Asymptomatic Pancreatic Cystic Neoplasms: Maximizing Survival and Quality of Life Using Markov-Based Clinical Nomograms
Background & Aims
The natural history and management of pancreatic cysts, especially for branch duct intraductal papillary mucinous neoplasms (BD-IPMNs), remain uncertain. We developed evidence-based nomograms to assist with clinical decision making.
Methods
We used decision analysis with Markov modeling to compare competing management strategies in a patient with a pancreatic head cyst radiographically suggestive of BD-IPMN, including the following: (1) initial pancreaticoduodenectomy (PD), (2) yearly noninvasive radiographic surveillance, (3) yearly invasive surveillance with endoscopic ultrasound, and (4) “do nothing.” We derived probability estimates from a systematic literature review. The primary outcomes were overall and quality-adjusted survival. We depicted the results in a series of nomograms accounting for age, comorbidities, and cyst size.
Results
Initial PD was the dominant strategy to maximize overall survival for any cyst greater than 2 cm, regardless of age or comorbidities. In contrast, surveillance was the dominant strategy for any lesion less than 1 cm.
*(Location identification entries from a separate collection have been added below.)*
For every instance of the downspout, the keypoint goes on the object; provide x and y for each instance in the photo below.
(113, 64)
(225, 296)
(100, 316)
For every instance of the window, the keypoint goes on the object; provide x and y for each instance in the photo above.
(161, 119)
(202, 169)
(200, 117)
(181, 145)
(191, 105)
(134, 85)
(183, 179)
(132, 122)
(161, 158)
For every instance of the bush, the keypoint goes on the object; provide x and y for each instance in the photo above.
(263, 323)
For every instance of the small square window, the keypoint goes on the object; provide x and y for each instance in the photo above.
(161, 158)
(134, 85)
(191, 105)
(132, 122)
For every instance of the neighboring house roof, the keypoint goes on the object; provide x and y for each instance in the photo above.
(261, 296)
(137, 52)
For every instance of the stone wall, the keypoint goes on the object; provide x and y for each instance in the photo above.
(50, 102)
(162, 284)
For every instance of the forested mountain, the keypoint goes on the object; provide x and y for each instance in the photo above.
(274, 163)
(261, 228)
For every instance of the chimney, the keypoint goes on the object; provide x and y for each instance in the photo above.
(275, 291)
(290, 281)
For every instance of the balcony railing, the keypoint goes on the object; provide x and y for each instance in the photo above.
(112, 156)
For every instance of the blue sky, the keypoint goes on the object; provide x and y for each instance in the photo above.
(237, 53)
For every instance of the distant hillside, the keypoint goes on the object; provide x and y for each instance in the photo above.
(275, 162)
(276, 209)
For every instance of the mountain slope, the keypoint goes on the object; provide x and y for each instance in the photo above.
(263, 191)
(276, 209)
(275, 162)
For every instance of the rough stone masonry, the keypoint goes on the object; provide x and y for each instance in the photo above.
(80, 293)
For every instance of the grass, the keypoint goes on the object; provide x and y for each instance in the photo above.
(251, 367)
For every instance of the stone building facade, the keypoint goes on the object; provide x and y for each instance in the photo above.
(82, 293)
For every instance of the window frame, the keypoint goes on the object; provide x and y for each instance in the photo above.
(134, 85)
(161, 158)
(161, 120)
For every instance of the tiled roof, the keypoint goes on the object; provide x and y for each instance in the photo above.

However, when measuring quality-adjusted survival, the do-nothing approach maximized quality of life for all cysts less than 3 cm in patients younger than age 75. Once age exceeded 85 years, noninvasive surveillance dominated. Initial PD did not maximize quality of life in any age group or cyst size.
Conclusions
Management of pancreatic cysts can be guided using novel Markov-based clinical nomograms, and depends on age, cyst size, comorbidities, and whether patients value overall survival vs quality-adjusted survival. For patients focused on overall survival, regardless of quality of life, surgery is optimal for lesions greater than 2 cm. For patients focused on quality-adjusted survival, a 3-cm threshold is more appropriate for surgery except for the extreme elderly.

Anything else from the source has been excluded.